How Cremation Is Done
Cremation is facilitated by placing the body within its container into a cremation unit often called a retort (oven) and the use of a high-temperature burn (optimally 1800 to 2000 degrees Fahrenheit). The length of time required for a complete cremation will be determined by the type of casket used, the size and weight of the individual going through the cremation process and occasionally by some of the drugs the individual has been on. A cremation can take anywhere from one and a half hours to between three or four hours. When the cremation unit or retort is cleaned out we are left with mineral fragments retained in the dry bone. Once the cremation is completed the door is opened and the contents of the cremation unit or retort are swept into a metal box which is used to transport them to a table where a magnet is passed over them to remove all metal. They are then put into a processor which resemble a large commercial blender. You will find a picture of the a processor in the photograph below. It is just to the right of the cremation unit or retort. If the cremation is completed with enough heat for a long enough period of time the cremains or ashes will be ivory or bone coloured. If the cremation is not done hot enough and long enough the cremains or ashes will be some shade of gray indicating some contaminates. The colour of the cremains or cremated remains can from time to time be impacted by the drugs the individual has been on. The question is often asked, how much cremains will we get back. No one could give you a definitive answer to that question because the primary factor is the density of the bone as it goes through the cremation process. By weight the end result of a cremation could see anywhere from 3 to 12 pounds of cremains returned to the family. Following the cremation the crematorium will always put the cremains in some sort of container, the minimum being a plastic bag in a cardboard box. The fuel of preference in North America is usually oil fired or natural gas vaporization and oxidation to reduce the body to it’s basic chemical compounds, primarily calcium.
Options in Conjunction with Cremation?
The cremation process is irreversible and so consideration should be given to it as an option before making the final determination that cremation is the disposition of choice.

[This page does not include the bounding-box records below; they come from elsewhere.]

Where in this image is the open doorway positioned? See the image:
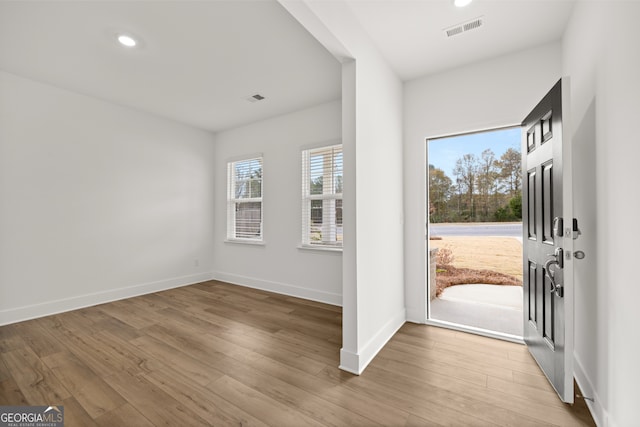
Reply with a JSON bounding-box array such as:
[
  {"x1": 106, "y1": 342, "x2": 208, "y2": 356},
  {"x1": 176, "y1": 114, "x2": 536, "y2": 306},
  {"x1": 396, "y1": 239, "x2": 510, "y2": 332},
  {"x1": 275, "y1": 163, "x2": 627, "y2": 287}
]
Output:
[{"x1": 427, "y1": 127, "x2": 523, "y2": 340}]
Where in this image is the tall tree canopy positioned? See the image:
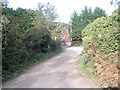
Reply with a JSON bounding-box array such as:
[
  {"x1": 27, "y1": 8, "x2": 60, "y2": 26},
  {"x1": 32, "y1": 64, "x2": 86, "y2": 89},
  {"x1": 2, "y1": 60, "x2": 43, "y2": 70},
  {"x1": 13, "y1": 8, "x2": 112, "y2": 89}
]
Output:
[{"x1": 71, "y1": 6, "x2": 106, "y2": 41}]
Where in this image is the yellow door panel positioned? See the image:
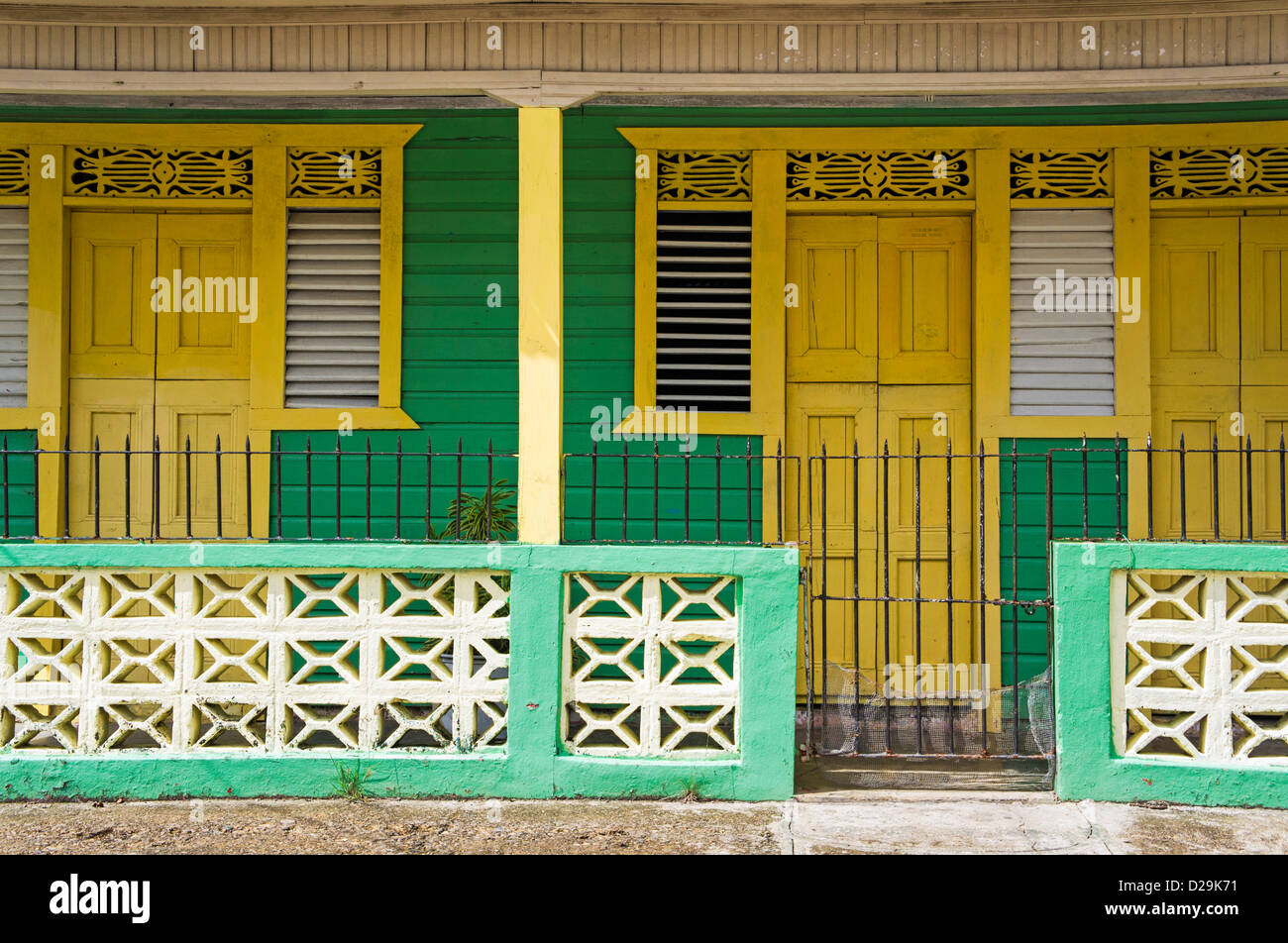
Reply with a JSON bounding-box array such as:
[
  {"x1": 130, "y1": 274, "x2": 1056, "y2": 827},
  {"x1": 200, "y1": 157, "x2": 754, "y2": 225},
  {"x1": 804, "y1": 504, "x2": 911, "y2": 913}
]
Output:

Because of cremations finality and because everyone has feelings we recommend that all parties be considered in that final decision.Choosing cremation is the first step. Below in bullet form are some options to be considered as options along with cremation;A Traditional Public Visitation and Funeral Service at the Funeral Home or Church followed by cremation
- A Private Family Viewing and a Funeral Service at the Funeral Home or Church followed by cremation,
- A Private Viewing with admission controlled followed by cremation,
- Cremation first, followed by a Memorial Service or Celebration of Life, with or without the cremated remains present at the Funeral Home or Church,
- A Traditional Public Visitation open to any and all, then cremation followed by a Memorial Service or Celebration of Life.
This picture is an example of a current cremation retort. The casketed remains are brought to the front of the retort on elevating table. It has a scissored hydraulics system which allows it to be raised or lowered to a variety of levels and with rollers on the table top this allows the operator to roll the casketed remains directly and effortlessly into the retort.
Over time a cremation unit or retort will require service. Older cremation units or retorts they were lined with fire brick that would over time need to be replaced. In the newer models they have replaced the brick walls and ceiling with space -age ceramic tiles like those used on the space shuttles. One of the questions normally asked when a family requests cremation, is, does the deceased have a pace maker. That is asked because pace makers have a battery and batteries explode when heated. That explosion can often damage the inside of the cremation unit or retort creating the need to replace brick or tile.